Les Écritures amènent à une conclusion semblable. Par exemple, l’expression “ Au directeur ” (MN) apparaît plus de 30 fois dans les suscriptions des Psaumes (Ps 11:sus et autres). On trouve dans d’autres versions : “ chef de chœur ” (Sg ; TOB), “ chef des chantres ” (ZK), “ maître de chant ” (AC ; Jé ; Os) et “ chef de musique ”. (Da.) Le terme hébreu semble désigner quelqu’un qui, d’une manière ou d’une autre, dirigeait l’exécution du chant, en l’organisant, en faisant répéter les chanteurs lévites et en les formant, ou bien lors de la représentation officielle. Peut-être était-il question du chef de chacune des 24 classes de musiciens du sanctuaire, à moins qu’il ne s’agisse d’un autre musicien accompli, puisque le récit dit qu’ils devaient “ faire fonction de directeurs ”. (1Ch 15:21 ; 25:1, 7-31.) Les suscriptions de quelque 20 autres psaumes sont encore plus précises à propos des “ directeurs ” : “ Au directeur, sur instruments à cordes ”, “ Au directeur, à l’octave inférieure ”, etc. (Ps 4:sus, 12:sus, et autres ; voir SHEMINITH.) De plus, les Écritures parlent des “ chefs des chanteurs ”, des “ experts ” et des ‘ élèves ’. Tout cela témoigne d’un haut niveau musical. — Ne 12:46 ; 1Ch 25:7, 8.

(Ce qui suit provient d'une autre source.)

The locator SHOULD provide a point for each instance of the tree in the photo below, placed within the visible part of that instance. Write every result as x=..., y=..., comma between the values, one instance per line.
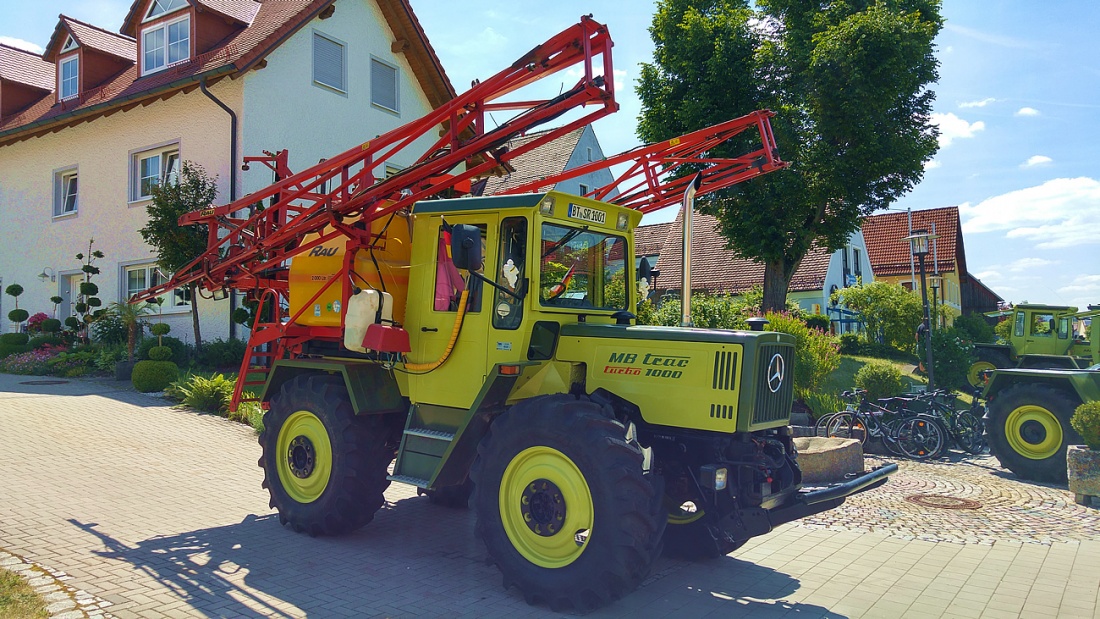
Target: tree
x=177, y=245
x=848, y=81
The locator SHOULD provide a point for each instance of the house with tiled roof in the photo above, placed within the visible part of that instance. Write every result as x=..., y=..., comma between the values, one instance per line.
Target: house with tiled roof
x=716, y=269
x=105, y=113
x=571, y=150
x=891, y=260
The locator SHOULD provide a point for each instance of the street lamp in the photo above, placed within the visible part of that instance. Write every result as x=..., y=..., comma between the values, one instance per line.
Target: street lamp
x=919, y=246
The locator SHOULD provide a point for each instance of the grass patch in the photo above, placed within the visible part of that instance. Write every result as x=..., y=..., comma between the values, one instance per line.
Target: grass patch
x=18, y=600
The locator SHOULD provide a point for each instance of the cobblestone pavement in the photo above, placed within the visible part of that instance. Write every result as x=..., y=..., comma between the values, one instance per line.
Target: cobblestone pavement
x=158, y=512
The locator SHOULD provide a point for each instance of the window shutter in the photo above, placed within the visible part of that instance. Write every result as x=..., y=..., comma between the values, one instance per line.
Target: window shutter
x=328, y=63
x=383, y=85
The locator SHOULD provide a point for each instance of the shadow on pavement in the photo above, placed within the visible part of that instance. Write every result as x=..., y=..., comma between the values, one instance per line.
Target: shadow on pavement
x=415, y=559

La plupart des chants de groupe en Israël étaient probablement antiphoniques, c’est-à-dire que deux demi-chœurs chantaient alternativement des vers parallèles, ou bien un soliste chantait et un chœur lui répondait. C’est apparemment ce que les Écritures entendent par ‘ répondre ’. (Ex 15:21 ; 1S 18:6, 7.) La façon même dont sont écrits certains psaumes, le Psaume 136 par exemple, indique qu’ils étaient chantés de cette manière. La description des deux grands chœurs d’actions de grâces, au temps de Nehémia, et de leur participation à l’inauguration de la muraille de Jérusalem implique qu’ils chantaient de cette façon. — Ne 12:31, 38, 40-42 ; voir CHANT.

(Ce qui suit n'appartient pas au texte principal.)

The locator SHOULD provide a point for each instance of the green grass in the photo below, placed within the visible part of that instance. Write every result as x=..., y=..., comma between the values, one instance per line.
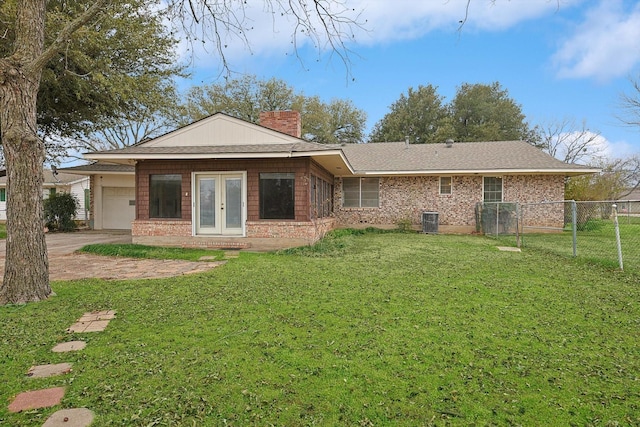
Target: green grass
x=154, y=252
x=596, y=244
x=370, y=330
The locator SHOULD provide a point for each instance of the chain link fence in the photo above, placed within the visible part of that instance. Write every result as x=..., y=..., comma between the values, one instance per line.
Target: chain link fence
x=605, y=232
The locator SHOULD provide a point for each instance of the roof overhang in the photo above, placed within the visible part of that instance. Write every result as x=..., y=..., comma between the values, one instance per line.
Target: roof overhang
x=565, y=172
x=333, y=161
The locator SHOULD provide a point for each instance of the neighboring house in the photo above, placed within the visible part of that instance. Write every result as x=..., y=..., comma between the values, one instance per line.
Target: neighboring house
x=224, y=181
x=55, y=183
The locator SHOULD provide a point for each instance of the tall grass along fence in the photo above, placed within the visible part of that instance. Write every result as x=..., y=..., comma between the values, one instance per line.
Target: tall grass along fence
x=607, y=232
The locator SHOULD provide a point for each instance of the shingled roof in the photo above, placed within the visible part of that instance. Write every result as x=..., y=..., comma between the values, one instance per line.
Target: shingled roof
x=464, y=157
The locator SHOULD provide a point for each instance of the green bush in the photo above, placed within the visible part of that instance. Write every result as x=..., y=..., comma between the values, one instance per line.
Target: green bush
x=59, y=211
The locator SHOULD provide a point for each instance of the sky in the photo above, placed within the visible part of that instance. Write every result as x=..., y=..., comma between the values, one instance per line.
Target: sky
x=558, y=59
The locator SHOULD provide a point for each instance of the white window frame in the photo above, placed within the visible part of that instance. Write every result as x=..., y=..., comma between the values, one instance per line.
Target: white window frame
x=501, y=189
x=359, y=205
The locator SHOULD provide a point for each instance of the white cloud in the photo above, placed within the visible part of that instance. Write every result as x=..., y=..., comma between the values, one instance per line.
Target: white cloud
x=270, y=34
x=605, y=45
x=407, y=19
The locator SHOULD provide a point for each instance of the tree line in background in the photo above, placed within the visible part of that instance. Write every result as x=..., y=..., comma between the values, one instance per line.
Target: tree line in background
x=478, y=112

On peut considérer que la psalmodie est à mi-chemin entre le chant et la parole. L’accent y est mis sur le rythme, tandis que le ton est plutôt monotone et répétitif. Alors que la psalmodie demeure assez en vogue dans certaines grandes religions du monde, dans la Bible son usage était limité aux chants funèbres. Ainsi, David chanta un chant funèbre sur la mort de son ami Yonathân et sur celle du roi Saül (2S 1:17 ; 2Ch 35:25 ; Éz 27:32 ; 32:16). La psalmodie n’est préférable à la mélodie de la musique ou à la modulation et à l’accentuation du simple discours que pour un chant funèbre ou une lamentation. — Voir CHANT FUNÈBRE.